Kasanka National Park, Zambia.
The first stop on our Zambian adventure after Lusaka (which is an adventure all in itself navigating gridlocked traffic) was to be Kasanka National Park. With tent, table, chairs and all camping equipment in tow, Buck and I, at a max speed of 90km (on a downhill, with a backwind) finally pulled up to the main gate around 5pm – thanks must go to Ross O’Donoghue and Laura O’Donoghue for the sickest car ever and for the lend of all their camping equipment, Cuan Meredith for his hand drawn map and Mark Rollinstone James for his helpful directions. Note to future travellers, unlike us, do not rely on Google Maps as there often isn’t any signal once you turn off the Great East Road.
On arrival at Kasanka a friendly National Parks officer radioed through to Wasa main camp to see if there was any availability (of course, we hadn’t made a booking). Luckily for us, there was a free site at Bufumu and after about an hour drive through the park we arrived to an already lit fire, warm showers and a thatched, open sided hut and all to ourselves. Home for the next two nights. After a delicious meal of rice, and stir fried white aubergine, green beans, tomato, ginger and onion (brought from Mkushi market on the way up) we settled in with a steaming hot cup of tea and watched lighting strike in the distance – I thought to myself, now this is really living!
The camps are basic but comfortable. Each campsite has an attendant to fill the buckets perched atop the thatched roof of the ablution block – one with which to shower with and the other to flush the toilet from. The living space comprises a braai stand, fire place and thatched rondavel. Tapson (the attendant in charge of Bufumu) offered to do the washing up as carting water to and from his hut was hard work – we graciously accepted.
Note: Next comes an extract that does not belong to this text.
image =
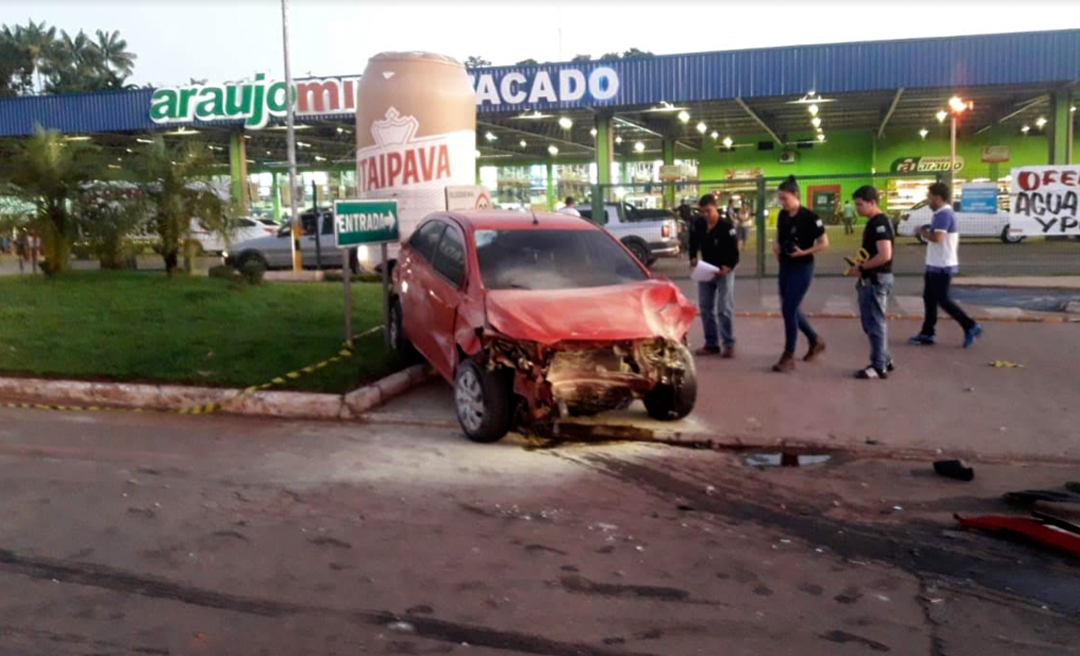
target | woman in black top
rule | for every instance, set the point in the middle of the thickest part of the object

Bat day. After a quick breakfast of peanut butter, toast and coffee we packed up the Cruiser with water, snacks, sunscreen and our camera boxes. Passing by the ‘big tree’ (a 60m high wooden banana) we let our intuition lead us onward, bypassing the main park road which we had already driven the evening before, choosing instead to follow the roads less traveled. Big mistake. Perhaps my map reading skills are worse than what I thought they were, or perhaps there are a few more ‘other roads’ than the Kasanka map acknowledges but we got very lost. We drove through woodland forrest, snaking in and out of drained grasslands for 6 hours with a couple of doves, a family of slender mongoose and two mice spotted – it appears we had found our way out of the park and into the nearby communal lands. A bemused gentleman and his wife kindly pointed us back in the direction we had come with us finally popping out above Pontoon. Finding ourselves with just enough time for a quick lunch of noodles and sardines, we made our way back in good time to watch the bats.
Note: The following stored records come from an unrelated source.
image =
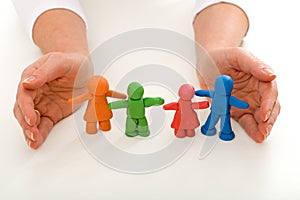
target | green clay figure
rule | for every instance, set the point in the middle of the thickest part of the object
(136, 122)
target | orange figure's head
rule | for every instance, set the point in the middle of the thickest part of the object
(186, 92)
(98, 85)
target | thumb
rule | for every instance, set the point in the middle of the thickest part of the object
(248, 63)
(46, 69)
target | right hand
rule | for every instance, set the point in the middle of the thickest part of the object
(43, 91)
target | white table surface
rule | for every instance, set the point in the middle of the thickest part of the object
(242, 169)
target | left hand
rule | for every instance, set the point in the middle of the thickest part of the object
(254, 83)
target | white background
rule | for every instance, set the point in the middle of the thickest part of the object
(241, 169)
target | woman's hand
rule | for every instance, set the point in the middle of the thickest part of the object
(43, 91)
(254, 82)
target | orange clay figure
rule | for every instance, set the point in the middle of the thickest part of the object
(185, 119)
(97, 109)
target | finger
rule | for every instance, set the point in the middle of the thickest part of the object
(26, 105)
(269, 94)
(250, 125)
(41, 132)
(55, 65)
(26, 128)
(243, 60)
(266, 127)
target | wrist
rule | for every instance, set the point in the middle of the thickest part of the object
(60, 30)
On our way to Fibwe, we passed herds of Puku and scores of baboons – so here was where the game hung out. If you are here to see the bats, spend your first evening watching them from the public viewing point at Fibwe – they fly right over you and if you are lucky (which I was) you may even be blessed with a bat dropping on your head. The bat migration is truly amazing! Depending on who you ask, there are anything from 5-10 million of the straw coloured fruit bats nesting in the marshland trees of Kasanka, sleeping the daylight hours away before taking off en masse to feed on the surrounding water berry, mango, wild loquat and red milkwood berries. The bats fly from the Congo Basin to Kasanka every year, roosting in the park throughout November and December before flying back to the Congo again.
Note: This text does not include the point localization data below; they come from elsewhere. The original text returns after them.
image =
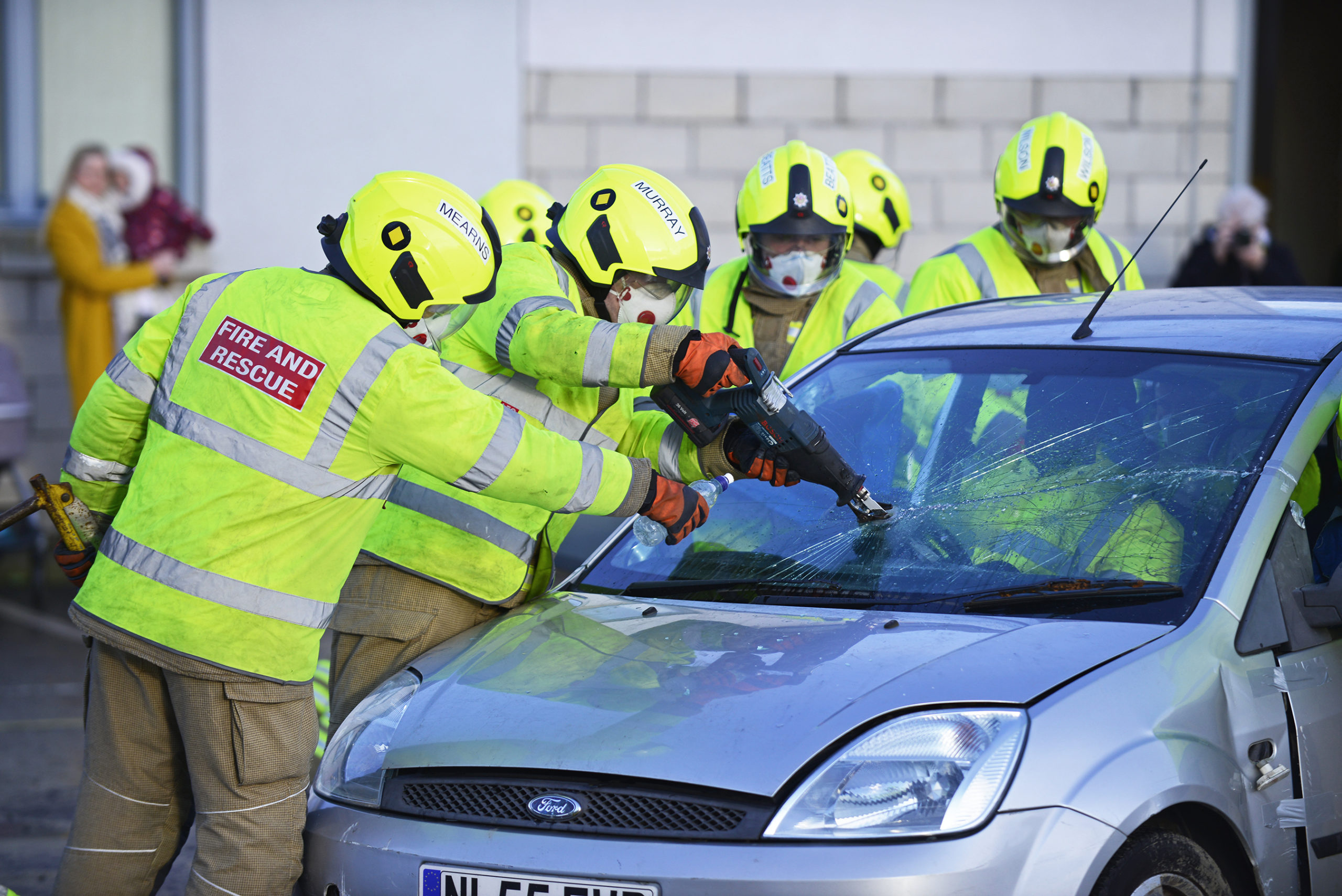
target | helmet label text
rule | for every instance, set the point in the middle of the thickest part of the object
(663, 208)
(471, 232)
(266, 364)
It is hard to describe the magnificence of having thousands and thousands of bats above you. The fruit bats are quite large – about a small chicken in size- dark in colour and absolutely silent. I suppose the best way to describe the experience is to describe what happens to the groups of humans watching – a hush descends, people start to whisper; it’s as if in undiscussed agreement, we all fall into reverent silence, watching in awe. It is simply incredible.